Il maestro mi tolse con cura dal forno e mi mise su uno scaffale dove iniziai a raffreddarmi. Ero così contenta di essere stata lasciata in pace.
Ma non era finita. Dopo essermi raffreddata, mi sollevò con cura, mi guardò e mi tolse la polvere.
Poi….portò i colori! E anche qualcosa di trasparente, lo smalto. Le esalazioni erano terribili! Credevo di soffocare! “Per favore….non hai pietà! Non vedi la mia sofferenza? Ti prego, ti prego smettila! Per favore! Basta!” Ma egli scosse la testa e mi disse: “Non ancora, non sei ancora pronta!” Poi all’improvviso e molto rapidamente mi mise di nuovo nel forno. Solo che adesso era due o tre volte più caldo della prima volta. Questa fu’ la cosa più intensa. Fin da subito mi sembrò di morire…. implorai…. perorai la mia causa… minacciai…urlai… Alla fine mi misi a piangere. Non avevo più nemmeno le lacrime. Ero sicura di non farcela. Mi stavo arrendendo. Proprio allora, all’ultimo secondo, mentre stavo lentamente per svenire, la porta si aprì e mi fece uscire.
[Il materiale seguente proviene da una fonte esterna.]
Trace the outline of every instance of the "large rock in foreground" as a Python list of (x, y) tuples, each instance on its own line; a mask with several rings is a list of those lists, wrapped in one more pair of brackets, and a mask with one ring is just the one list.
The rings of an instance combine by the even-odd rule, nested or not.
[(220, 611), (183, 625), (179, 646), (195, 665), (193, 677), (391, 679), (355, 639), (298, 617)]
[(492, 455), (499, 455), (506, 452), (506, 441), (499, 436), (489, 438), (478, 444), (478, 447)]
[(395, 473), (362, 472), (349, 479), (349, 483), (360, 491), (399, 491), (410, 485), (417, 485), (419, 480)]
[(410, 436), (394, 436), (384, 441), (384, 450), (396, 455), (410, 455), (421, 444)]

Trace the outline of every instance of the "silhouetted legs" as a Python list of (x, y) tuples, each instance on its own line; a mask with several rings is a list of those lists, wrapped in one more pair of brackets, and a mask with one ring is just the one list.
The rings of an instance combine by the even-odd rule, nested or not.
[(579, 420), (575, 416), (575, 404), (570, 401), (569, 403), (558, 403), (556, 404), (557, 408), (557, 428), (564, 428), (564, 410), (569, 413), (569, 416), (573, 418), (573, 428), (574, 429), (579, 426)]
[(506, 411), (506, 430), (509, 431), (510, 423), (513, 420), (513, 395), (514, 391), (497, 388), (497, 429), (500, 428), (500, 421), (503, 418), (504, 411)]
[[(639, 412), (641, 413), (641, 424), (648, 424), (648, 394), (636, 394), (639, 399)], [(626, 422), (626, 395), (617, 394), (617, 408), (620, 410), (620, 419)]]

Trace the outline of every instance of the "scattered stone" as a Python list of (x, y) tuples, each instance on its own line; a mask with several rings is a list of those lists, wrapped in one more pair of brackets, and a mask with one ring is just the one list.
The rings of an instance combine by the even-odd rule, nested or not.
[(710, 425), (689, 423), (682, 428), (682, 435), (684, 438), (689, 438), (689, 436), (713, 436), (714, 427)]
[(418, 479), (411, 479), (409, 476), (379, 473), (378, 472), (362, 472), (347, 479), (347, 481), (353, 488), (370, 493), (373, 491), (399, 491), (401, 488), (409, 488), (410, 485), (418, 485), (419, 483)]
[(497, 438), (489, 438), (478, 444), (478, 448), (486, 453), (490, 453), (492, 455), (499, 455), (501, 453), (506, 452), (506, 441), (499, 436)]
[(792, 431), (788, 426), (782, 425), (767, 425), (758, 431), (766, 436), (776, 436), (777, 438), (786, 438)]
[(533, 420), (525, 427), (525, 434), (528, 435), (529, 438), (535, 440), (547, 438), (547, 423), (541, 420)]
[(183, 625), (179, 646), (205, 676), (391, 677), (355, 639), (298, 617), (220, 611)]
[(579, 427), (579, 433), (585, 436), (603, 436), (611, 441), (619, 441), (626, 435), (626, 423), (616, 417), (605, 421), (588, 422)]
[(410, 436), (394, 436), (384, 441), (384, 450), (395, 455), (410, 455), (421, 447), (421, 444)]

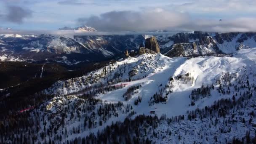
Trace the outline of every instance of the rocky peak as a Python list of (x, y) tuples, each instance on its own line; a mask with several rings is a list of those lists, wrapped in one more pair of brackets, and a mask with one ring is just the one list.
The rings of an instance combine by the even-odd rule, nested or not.
[(144, 54), (146, 53), (146, 50), (145, 47), (140, 47), (139, 48), (139, 54), (140, 55)]
[(145, 48), (157, 53), (160, 53), (159, 45), (158, 45), (156, 38), (155, 37), (152, 37), (146, 39), (145, 42)]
Di nuovo mi mise sullo scaffale dove mi raffreddai e aspettai… aspettai…. aspettai.
“Cosa succederà adesso?…” Poi tornò, mi mise uno specchio davanti e mi disse: ‘Guardati’ e così feci. “Quello che vidi mi lasciò sbigottita. E’ quello che vedi adesso. ‘Non sono io!’ gli dissi. ‘Non posso essere io… e’ troppo bello, troppo….”
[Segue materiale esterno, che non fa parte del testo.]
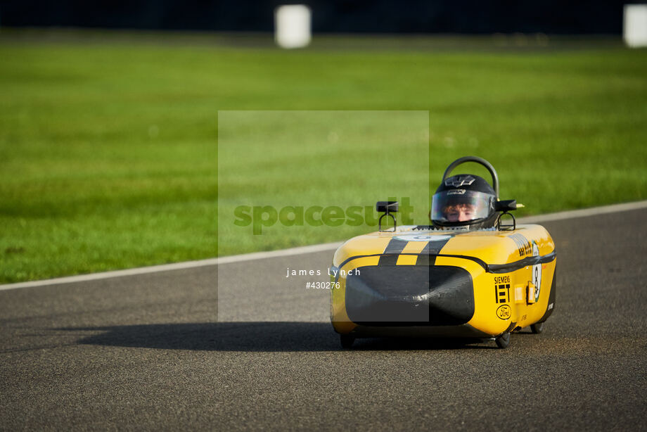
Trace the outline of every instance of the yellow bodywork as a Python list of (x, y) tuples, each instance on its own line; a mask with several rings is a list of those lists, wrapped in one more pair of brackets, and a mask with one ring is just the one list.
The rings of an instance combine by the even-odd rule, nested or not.
[[(435, 242), (437, 239), (442, 241), (442, 246), (433, 254), (433, 265), (460, 267), (471, 277), (473, 315), (466, 324), (456, 326), (469, 331), (454, 332), (449, 326), (442, 326), (428, 327), (428, 334), (494, 337), (543, 322), (552, 312), (555, 244), (543, 227), (518, 225), (513, 231), (474, 231), (419, 230), (405, 227), (395, 232), (378, 231), (354, 237), (335, 252), (333, 268), (338, 274), (333, 279), (340, 284), (338, 288), (331, 290), (331, 319), (337, 332), (361, 336), (388, 335), (393, 330), (387, 326), (366, 329), (349, 318), (346, 281), (352, 270), (378, 266), (394, 239), (398, 241), (411, 239), (395, 254), (397, 266), (416, 265), (428, 243), (438, 243)], [(397, 284), (397, 281), (392, 283)], [(424, 328), (424, 325), (411, 324), (410, 327), (401, 326), (398, 334), (406, 334), (408, 329)]]

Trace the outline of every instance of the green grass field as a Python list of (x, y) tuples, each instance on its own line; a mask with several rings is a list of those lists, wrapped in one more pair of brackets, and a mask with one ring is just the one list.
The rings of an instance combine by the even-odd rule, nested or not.
[[(314, 173), (303, 188), (308, 203), (335, 204), (333, 186), (346, 204), (386, 198), (376, 196), (374, 172), (324, 177), (312, 144), (283, 149), (287, 160), (281, 148), (221, 160), (236, 175), (219, 184), (219, 110), (428, 110), (430, 172), (399, 178), (395, 185), (409, 186), (400, 196), (423, 199), (447, 164), (474, 154), (497, 167), (502, 198), (524, 203), (521, 214), (647, 198), (647, 53), (615, 41), (507, 49), (489, 39), (328, 38), (283, 51), (208, 34), (26, 34), (0, 31), (0, 283), (366, 231), (284, 229), (217, 244), (219, 211), (293, 203), (300, 189), (283, 185), (305, 172)], [(348, 155), (335, 148), (328, 160)], [(362, 158), (366, 166), (388, 158), (402, 170), (419, 158), (412, 153)]]

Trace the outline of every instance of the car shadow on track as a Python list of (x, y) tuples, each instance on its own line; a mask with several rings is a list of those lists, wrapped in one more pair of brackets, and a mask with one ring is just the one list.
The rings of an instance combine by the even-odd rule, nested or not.
[[(86, 345), (207, 351), (342, 350), (338, 335), (326, 322), (158, 324), (57, 330), (99, 332), (82, 336), (77, 342)], [(478, 339), (369, 338), (358, 339), (352, 350), (492, 348), (494, 343)]]

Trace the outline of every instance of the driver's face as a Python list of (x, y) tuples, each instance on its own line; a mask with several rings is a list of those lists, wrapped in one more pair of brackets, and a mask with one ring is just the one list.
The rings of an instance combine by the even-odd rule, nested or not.
[(450, 222), (463, 222), (475, 219), (476, 206), (473, 204), (456, 204), (445, 208), (445, 217)]

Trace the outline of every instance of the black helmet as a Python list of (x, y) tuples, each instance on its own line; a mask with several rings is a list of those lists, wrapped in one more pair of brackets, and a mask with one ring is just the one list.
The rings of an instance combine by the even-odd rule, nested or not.
[[(479, 229), (492, 228), (497, 223), (499, 215), (494, 210), (494, 205), (497, 193), (487, 182), (478, 175), (469, 174), (447, 177), (451, 169), (459, 163), (481, 163), (481, 160), (487, 163), (474, 156), (461, 158), (450, 165), (445, 171), (442, 182), (432, 198), (430, 217), (434, 225)], [(492, 177), (498, 187), (496, 172)]]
“Con uno sguardo pieno di compassione il maestro mi disse: ‘E’ questo che tu dovevi diventare’ e poi mi spiegò: ‘So che provavi dolore quando ti modellavo sulla tavola. Ma se non ti avessi tolto l’aria, ti saresti frantumata.’ “Sapevo che avresti perso tutto il senso di orientamento mentre giravi sulla ruota. Ma se non lo avessi fatto non avresti mai preso questa forma. So che i colori dello smalto per te erano intollerabili mentre ti dipingevo. Ma se non l’avessi fatto, non avresti avuto nessun colore nella tua vita e non ti saresti rafforzata. E quando ti ho messo nel secondo forno sapevo che questa sarebbe stata la parte più difficile. Ma altrimenti ti saresti spezzata molto facilmente quando sarebbero arrivate le prove della vita. Credimi, tutto quello che ho fatto è stato per il tuo bene. Ora sei quello che avrei voluto tu fossi quando ti vidi per la prima volta nella terra. Ora sei il prodotto finito.”
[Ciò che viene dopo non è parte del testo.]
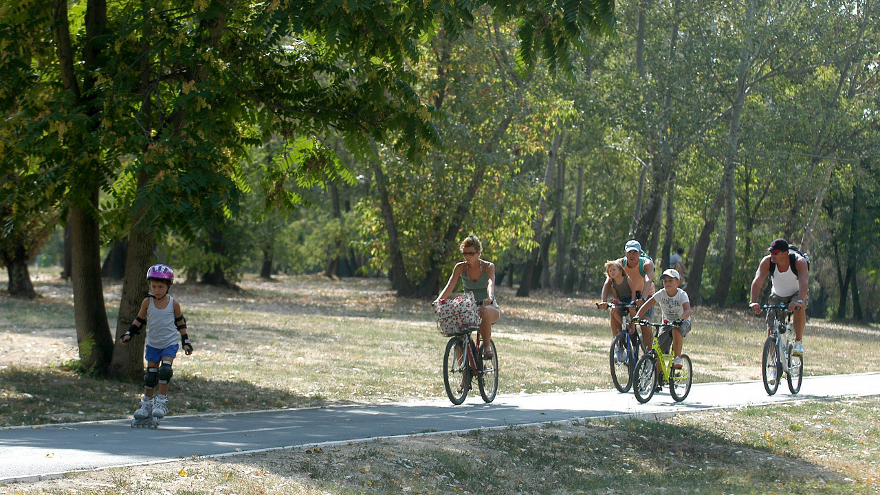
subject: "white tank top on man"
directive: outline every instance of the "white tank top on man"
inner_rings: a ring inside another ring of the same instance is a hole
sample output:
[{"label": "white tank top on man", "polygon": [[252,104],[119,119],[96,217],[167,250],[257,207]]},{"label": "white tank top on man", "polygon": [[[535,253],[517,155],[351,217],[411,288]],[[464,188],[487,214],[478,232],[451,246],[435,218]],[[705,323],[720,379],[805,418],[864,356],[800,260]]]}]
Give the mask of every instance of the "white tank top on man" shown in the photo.
[{"label": "white tank top on man", "polygon": [[153,304],[150,298],[147,307],[147,345],[153,349],[165,349],[177,344],[180,332],[174,326],[174,299],[168,296],[168,306],[163,309]]},{"label": "white tank top on man", "polygon": [[788,267],[788,270],[785,271],[779,270],[779,265],[774,268],[775,273],[772,273],[773,276],[770,280],[772,282],[772,292],[781,298],[790,298],[791,296],[797,293],[800,289],[797,284],[797,276]]}]

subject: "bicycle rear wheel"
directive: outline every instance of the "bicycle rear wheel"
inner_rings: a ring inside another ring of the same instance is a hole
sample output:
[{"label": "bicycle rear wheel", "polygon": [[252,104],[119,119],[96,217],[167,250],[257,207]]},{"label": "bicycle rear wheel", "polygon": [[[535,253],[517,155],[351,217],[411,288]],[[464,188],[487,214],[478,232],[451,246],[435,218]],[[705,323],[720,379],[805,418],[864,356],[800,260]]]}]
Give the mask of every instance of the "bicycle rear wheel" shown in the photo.
[{"label": "bicycle rear wheel", "polygon": [[764,341],[764,352],[761,356],[761,378],[764,379],[764,389],[768,395],[773,395],[779,389],[779,375],[781,371],[780,358],[776,351],[776,337],[770,336]]},{"label": "bicycle rear wheel", "polygon": [[681,355],[681,369],[672,369],[671,374],[669,379],[669,393],[675,402],[680,403],[691,393],[691,383],[693,382],[693,366],[687,354]]},{"label": "bicycle rear wheel", "polygon": [[443,384],[453,404],[465,402],[471,388],[471,366],[467,363],[464,339],[454,336],[446,344],[443,358]]},{"label": "bicycle rear wheel", "polygon": [[633,391],[640,403],[645,403],[654,396],[657,384],[657,365],[652,354],[645,354],[635,364],[633,373]]},{"label": "bicycle rear wheel", "polygon": [[635,356],[633,353],[632,342],[632,339],[627,338],[625,329],[612,339],[611,351],[608,352],[611,380],[614,383],[614,388],[623,394],[629,392],[629,388],[633,386]]},{"label": "bicycle rear wheel", "polygon": [[803,380],[803,356],[792,356],[792,346],[788,346],[788,390],[792,394],[801,391],[801,382]]},{"label": "bicycle rear wheel", "polygon": [[[483,369],[477,375],[477,384],[480,386],[480,395],[487,403],[495,400],[495,394],[498,393],[498,351],[495,348],[495,341],[489,341],[489,347],[492,348],[492,358],[483,359]],[[482,344],[480,345],[480,352],[482,355]]]}]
Detto questo la tazza da tè smise di parlare, ma una lacrima di gratitudine scese dal suo bellissimo bordo.
Il giovanotto acquistò la tazza da tè e la usò solo quando offriva qualcosa a Dio. Non dimenticò mai più la lezione che ricevette. E ogni volta che si trovava in una situazione difficile e voleva urlare “Basta! Lasciami in pace!” si ricordava le parole di chi aveva costruito la tazza da tè: “Non ancora!” E cominciò a provare della gratitudine anche perché aveva capito che tutto quello che succede è organizzato dal Signore per farlo diventare quello che avrebbe dovuto essere: un amorevole servitore. Aveva anche fiducia. Dio sa quello che sta facendo per ognuno di noi. Lui è il vasaio e noi l’argilla. Ed Egli ci porrà di fronte solo quelle prove necessarie per modellarci e renderci pronti. E ci esporrà solo a quelle difficoltà necessarie per fare di noi un perfetto strumento del Suo volere.